The first Critical patch, MS15-043, resolves 22 separate vulnerabilities across Internet Explorer; only Internet Explorer 7 installed on Windows Server 2003 is not affected by this vulnerability. To address the vulnerability, the update modifies how IE handles objects in memory, ensures affected versions of Jscript, VBScript and IE to properly implement the ASLR security feature, as well as adding additional permission validations. The most severe of the vulnerabilities could allow for remote code execution if a user view a specially crafted web page.
The second Critical update from Microsoft, MS15-044, address vulnerabilities in Windows, .NET Framework, Office, Lync, and Silverlight by correcting how the Windows DirectWrite library handles OpenType and TrueType fonts. Both vulnerabilities in this update could allow for remote code execution, allowing a hacker to gain the same admin rights as the current user. Those with fewer user rights could be less impacted than those who operate with admin rights.

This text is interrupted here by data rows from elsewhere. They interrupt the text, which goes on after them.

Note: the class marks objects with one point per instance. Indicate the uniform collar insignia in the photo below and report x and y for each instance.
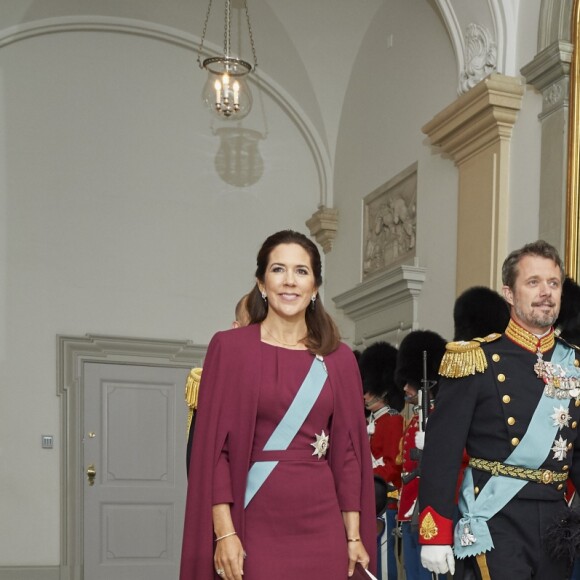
(530, 341)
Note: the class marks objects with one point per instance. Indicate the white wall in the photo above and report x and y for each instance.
(114, 222)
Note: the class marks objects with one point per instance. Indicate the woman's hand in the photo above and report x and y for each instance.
(229, 557)
(357, 553)
(356, 550)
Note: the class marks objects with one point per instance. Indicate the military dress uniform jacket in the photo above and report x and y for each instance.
(487, 413)
(388, 428)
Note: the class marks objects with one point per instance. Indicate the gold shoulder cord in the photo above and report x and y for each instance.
(464, 358)
(192, 394)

The final Critical update, MS15-045, addresses six vulnerabilities in Microsoft Windows that could allow remote code execution if a user opens a specially crafted Microsoft Journal file. Two of the vulnerabilities were publicly disclosed but, luckily, are not being actively exploited.
Other updates of note
There are a further ten updates in this month’s Patch Tuesday release, all rated as Important, addressing 18 separate vulnerabilities. There is some disparity however, as US-CERT has given a CVSS of 9.3 for three of the Important updates, meaning they should probably be Critical updates.
MS15-046, MS15-048, and MS-049 should be the next three after your Critical patches to update. The first update address vulnerabilities in Microsoft Office, and could allow for remote code execution. The other two updates here could allow for elevation of privilege and affect Microsoft Windows, .NET Framework, and Silverlight.
Interestingly, US-CERT has given MS15-051 a CVSS of 2.1, whilst Microsoft gives it an Important rating. What’s interesting is one vulnerability within this patch, allowing elevation of privilege, has been publicly disclosed, meaning hackers know about this vulnerability. At the time of writing, Microsoft has confirmed it’s aware of some limited, targeted attacks that are attempting to exploit this vulnerability.
Based on Microsoft’s rating along with US-CERT’s CVSS scores I would recommend prioritising the top six patches in the table below, and then working down the list.
As always, I’d recommend testing patches before rolling them out across your IT estate to avoid any issues or conflicts, and this month you should pay special attention to MS15-044, which may require more testing because of the variety of different products that are impacted.